Capítulo 1
Moscú puede ser un lugar frío y duro en invierno, pero la enorme y antigua casa del bulevar Tverskoy siempre pareció inmune a esos hechos concretos, del mismo modo que parecía ser inmune a tantas cosas a lo largo de los años.
Cuando la miseria llenaba las calles durante el reinado de los zares, en la enorme casa se comía caviar. Cuando el resto de Rusia temblaba bajo los vientos siberianos, ardían fuegos y lámparas de gas en cada habitación. Y, cuando la Segunda Guerra Mundial terminó y ciudades como Leningrado o Berlín no eran más que escombros y paredes desmoronadas, los residentes de la enorme casa del bulevar Tverskoy no tuvieron más que coger un martillo y clavar un único clavo para colgar un cuadro en el rellano de las escaleras e indicar así el final de una larga guerra.
El lienzo era pequeño, mediría tan solo veinte centímetros por veinticinco. Las pinceladas eran suaves pero minuciosas. El tema, un campo cerca de Provenza, fue una vez el favorito de un artista llamado Cézanne.

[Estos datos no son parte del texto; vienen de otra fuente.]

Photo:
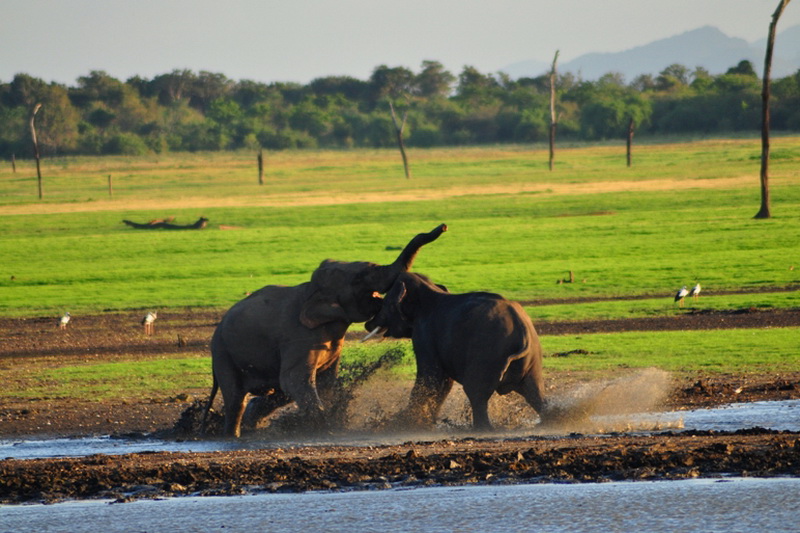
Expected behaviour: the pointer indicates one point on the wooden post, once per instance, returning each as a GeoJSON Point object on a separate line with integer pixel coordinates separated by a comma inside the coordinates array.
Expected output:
{"type": "Point", "coordinates": [630, 140]}
{"type": "Point", "coordinates": [399, 134]}
{"type": "Point", "coordinates": [261, 166]}
{"type": "Point", "coordinates": [764, 211]}
{"type": "Point", "coordinates": [553, 110]}
{"type": "Point", "coordinates": [36, 147]}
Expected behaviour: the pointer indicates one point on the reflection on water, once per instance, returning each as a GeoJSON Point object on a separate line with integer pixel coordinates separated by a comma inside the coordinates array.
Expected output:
{"type": "Point", "coordinates": [729, 505]}
{"type": "Point", "coordinates": [783, 415]}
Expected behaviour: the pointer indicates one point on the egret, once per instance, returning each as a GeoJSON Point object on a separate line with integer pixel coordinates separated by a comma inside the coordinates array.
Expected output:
{"type": "Point", "coordinates": [149, 322]}
{"type": "Point", "coordinates": [680, 295]}
{"type": "Point", "coordinates": [695, 292]}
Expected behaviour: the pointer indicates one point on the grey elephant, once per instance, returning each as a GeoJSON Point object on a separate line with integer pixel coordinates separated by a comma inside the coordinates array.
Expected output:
{"type": "Point", "coordinates": [284, 343]}
{"type": "Point", "coordinates": [481, 340]}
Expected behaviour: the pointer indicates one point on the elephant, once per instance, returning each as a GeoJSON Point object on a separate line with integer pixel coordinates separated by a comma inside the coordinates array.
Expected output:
{"type": "Point", "coordinates": [481, 340]}
{"type": "Point", "coordinates": [284, 343]}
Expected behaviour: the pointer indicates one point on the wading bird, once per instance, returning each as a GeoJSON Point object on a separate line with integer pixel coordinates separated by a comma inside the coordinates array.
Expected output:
{"type": "Point", "coordinates": [695, 292]}
{"type": "Point", "coordinates": [149, 322]}
{"type": "Point", "coordinates": [680, 295]}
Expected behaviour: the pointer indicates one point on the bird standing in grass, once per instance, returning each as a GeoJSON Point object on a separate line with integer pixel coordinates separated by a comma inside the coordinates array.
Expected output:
{"type": "Point", "coordinates": [695, 292]}
{"type": "Point", "coordinates": [149, 322]}
{"type": "Point", "coordinates": [680, 295]}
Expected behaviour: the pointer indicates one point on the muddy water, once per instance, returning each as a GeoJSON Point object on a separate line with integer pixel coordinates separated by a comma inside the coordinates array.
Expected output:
{"type": "Point", "coordinates": [783, 415]}
{"type": "Point", "coordinates": [728, 506]}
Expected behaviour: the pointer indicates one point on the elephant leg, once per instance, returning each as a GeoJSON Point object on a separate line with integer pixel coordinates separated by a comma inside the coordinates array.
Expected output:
{"type": "Point", "coordinates": [532, 389]}
{"type": "Point", "coordinates": [261, 407]}
{"type": "Point", "coordinates": [298, 379]}
{"type": "Point", "coordinates": [234, 409]}
{"type": "Point", "coordinates": [479, 401]}
{"type": "Point", "coordinates": [327, 383]}
{"type": "Point", "coordinates": [427, 397]}
{"type": "Point", "coordinates": [233, 393]}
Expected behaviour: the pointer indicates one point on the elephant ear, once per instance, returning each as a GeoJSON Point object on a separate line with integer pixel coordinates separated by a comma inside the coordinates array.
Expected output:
{"type": "Point", "coordinates": [320, 309]}
{"type": "Point", "coordinates": [397, 295]}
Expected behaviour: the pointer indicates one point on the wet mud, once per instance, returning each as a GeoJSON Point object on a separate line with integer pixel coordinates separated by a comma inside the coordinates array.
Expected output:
{"type": "Point", "coordinates": [451, 454]}
{"type": "Point", "coordinates": [574, 458]}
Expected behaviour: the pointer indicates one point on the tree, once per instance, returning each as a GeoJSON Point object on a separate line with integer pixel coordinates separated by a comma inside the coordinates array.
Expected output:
{"type": "Point", "coordinates": [434, 81]}
{"type": "Point", "coordinates": [764, 211]}
{"type": "Point", "coordinates": [744, 68]}
{"type": "Point", "coordinates": [399, 135]}
{"type": "Point", "coordinates": [553, 110]}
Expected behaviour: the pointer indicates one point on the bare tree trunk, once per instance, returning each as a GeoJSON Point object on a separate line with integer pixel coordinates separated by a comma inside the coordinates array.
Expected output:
{"type": "Point", "coordinates": [260, 166]}
{"type": "Point", "coordinates": [36, 147]}
{"type": "Point", "coordinates": [553, 110]}
{"type": "Point", "coordinates": [399, 133]}
{"type": "Point", "coordinates": [630, 140]}
{"type": "Point", "coordinates": [764, 211]}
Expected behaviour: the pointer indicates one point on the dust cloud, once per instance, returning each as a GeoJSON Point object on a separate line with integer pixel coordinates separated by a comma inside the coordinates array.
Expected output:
{"type": "Point", "coordinates": [369, 403]}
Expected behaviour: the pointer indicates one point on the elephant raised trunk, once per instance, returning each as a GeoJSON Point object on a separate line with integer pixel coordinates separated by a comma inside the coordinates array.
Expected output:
{"type": "Point", "coordinates": [387, 274]}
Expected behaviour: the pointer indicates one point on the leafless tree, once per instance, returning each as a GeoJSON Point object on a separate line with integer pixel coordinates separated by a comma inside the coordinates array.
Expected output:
{"type": "Point", "coordinates": [36, 147]}
{"type": "Point", "coordinates": [399, 133]}
{"type": "Point", "coordinates": [764, 211]}
{"type": "Point", "coordinates": [629, 143]}
{"type": "Point", "coordinates": [553, 110]}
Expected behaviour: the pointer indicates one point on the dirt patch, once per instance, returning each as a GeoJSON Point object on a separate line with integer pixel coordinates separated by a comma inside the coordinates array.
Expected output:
{"type": "Point", "coordinates": [307, 198]}
{"type": "Point", "coordinates": [422, 461]}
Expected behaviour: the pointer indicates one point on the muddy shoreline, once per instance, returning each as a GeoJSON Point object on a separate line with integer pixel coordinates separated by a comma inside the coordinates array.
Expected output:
{"type": "Point", "coordinates": [417, 463]}
{"type": "Point", "coordinates": [576, 458]}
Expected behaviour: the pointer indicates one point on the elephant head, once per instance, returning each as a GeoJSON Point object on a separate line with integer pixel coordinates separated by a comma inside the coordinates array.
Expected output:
{"type": "Point", "coordinates": [396, 315]}
{"type": "Point", "coordinates": [348, 292]}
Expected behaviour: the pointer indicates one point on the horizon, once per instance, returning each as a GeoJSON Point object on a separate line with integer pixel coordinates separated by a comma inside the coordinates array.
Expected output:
{"type": "Point", "coordinates": [270, 42]}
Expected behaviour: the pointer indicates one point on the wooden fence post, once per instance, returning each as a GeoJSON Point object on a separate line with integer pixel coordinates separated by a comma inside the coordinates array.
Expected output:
{"type": "Point", "coordinates": [261, 166]}
{"type": "Point", "coordinates": [36, 147]}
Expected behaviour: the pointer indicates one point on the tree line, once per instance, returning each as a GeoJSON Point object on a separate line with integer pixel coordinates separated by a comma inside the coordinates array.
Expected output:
{"type": "Point", "coordinates": [188, 111]}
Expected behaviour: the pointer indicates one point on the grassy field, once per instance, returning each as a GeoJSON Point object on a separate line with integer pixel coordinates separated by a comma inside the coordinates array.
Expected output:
{"type": "Point", "coordinates": [682, 213]}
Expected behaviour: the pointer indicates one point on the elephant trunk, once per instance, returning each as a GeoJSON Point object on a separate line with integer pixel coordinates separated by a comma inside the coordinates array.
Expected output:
{"type": "Point", "coordinates": [404, 261]}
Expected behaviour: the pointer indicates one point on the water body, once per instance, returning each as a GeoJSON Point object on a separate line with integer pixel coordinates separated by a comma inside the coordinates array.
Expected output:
{"type": "Point", "coordinates": [783, 415]}
{"type": "Point", "coordinates": [729, 506]}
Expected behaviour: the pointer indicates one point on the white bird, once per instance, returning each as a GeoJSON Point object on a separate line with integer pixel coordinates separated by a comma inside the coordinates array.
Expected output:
{"type": "Point", "coordinates": [149, 322]}
{"type": "Point", "coordinates": [695, 292]}
{"type": "Point", "coordinates": [680, 295]}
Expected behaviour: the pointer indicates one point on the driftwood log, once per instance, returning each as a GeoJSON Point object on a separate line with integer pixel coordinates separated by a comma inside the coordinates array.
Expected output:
{"type": "Point", "coordinates": [201, 223]}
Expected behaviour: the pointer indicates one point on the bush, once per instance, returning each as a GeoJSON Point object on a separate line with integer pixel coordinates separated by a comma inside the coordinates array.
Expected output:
{"type": "Point", "coordinates": [126, 144]}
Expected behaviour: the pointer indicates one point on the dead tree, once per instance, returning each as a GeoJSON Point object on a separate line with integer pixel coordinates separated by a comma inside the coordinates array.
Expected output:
{"type": "Point", "coordinates": [398, 128]}
{"type": "Point", "coordinates": [36, 147]}
{"type": "Point", "coordinates": [201, 223]}
{"type": "Point", "coordinates": [629, 142]}
{"type": "Point", "coordinates": [764, 211]}
{"type": "Point", "coordinates": [553, 110]}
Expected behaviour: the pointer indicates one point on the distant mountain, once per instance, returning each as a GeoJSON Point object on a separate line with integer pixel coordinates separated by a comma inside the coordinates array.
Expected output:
{"type": "Point", "coordinates": [705, 47]}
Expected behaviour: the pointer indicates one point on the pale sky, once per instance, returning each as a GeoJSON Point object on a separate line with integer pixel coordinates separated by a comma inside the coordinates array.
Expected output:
{"type": "Point", "coordinates": [299, 40]}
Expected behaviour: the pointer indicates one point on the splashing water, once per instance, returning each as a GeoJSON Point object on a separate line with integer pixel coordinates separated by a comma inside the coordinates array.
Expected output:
{"type": "Point", "coordinates": [611, 405]}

Nadie en la casa hablaba de cómo el cuadro había llegado hasta allí. Ningún miembro del personal le pidió al hombre de la casa, un oficial soviético de alto rango, que hablara del cuadro o de la guerra o de qué servicios había prestado en la batalla o fuera de ella para conseguir un trofeo tan espléndido. La casa del bulevar Tverskoy no era lugar para las historias, todo el mundo lo sabía. Además, la guerra había terminado. Los nazis perdieron. Y los vencedores se quedaron con el botín.
O, según el caso, con los cuadros.
Al final, el papel pintado quedó descolorido y pronto pocas personas recordaban realmente al hombre que llevó a la casa el cuadro procedente de la Alemania del Este recién liberada. Ninguno de los vecinos se atrevía a murmurar las letras K-G-B. Ni uno solo de los antiguos socialistas ni de los nuevos socialistas que entraban en tropel a través de las puertas abiertas durante las fiestas se atrevía a mencionar a la mafia rusa.
Aun así, el cuadro permaneció colgado, la música siguió sonando y la propia fiesta parecía no tener fin, resonando hacia el exterior, desapareciendo en medio del glacial aire nocturno.
La fiesta del primer viernes de febrero tenía como objetivo recaudar fondos, aunque nadie sabía con exactitud para qué causa o fundación. No importaba. Los invitados eran los mismos de siempre. El mismo chef preparaba la misma comida. Los hombres fumaban los mismos puros y bebían el mismo vodka. Y, por supuesto, el mismo cuadro aún colgaba en el rellano superior, observando a los invitados en el piso de abajo.
Pero una de las invitadas no era la misma.
Al darle al hombre de la puerta un nombre de la lista, su ruso arrastraba un ligero acento. Cuando le dio el abrigo a una criada, nadie pareció percatarse de que era demasiado ligero para alguien que había pasado mucho tiempo en el invierno de Moscú. Era muy bajita, el pelo negro le enmarcaba una cara demasiado joven en todos los aspectos. Las mujeres la observaron pasar, examinando a la competencia. Los hombres apenas se percataron de su presencia, mientras esta mordisqueaba, daba pequeños tragos y esperaba hasta que avanzara el reloj y los invitados se achisparan. Cuando llegó ese momento, ni un alma vio a la chica de suave y pálida piel subir las escaleras y descolgar el pequeño cuadro del clavo que lo sujetaba. Se acercó a la ventana.
Saltó.
Ni la casa del bulevar Tverskoy ni ninguno de sus ocupantes volvieron a ver a la chica ni al cuadro.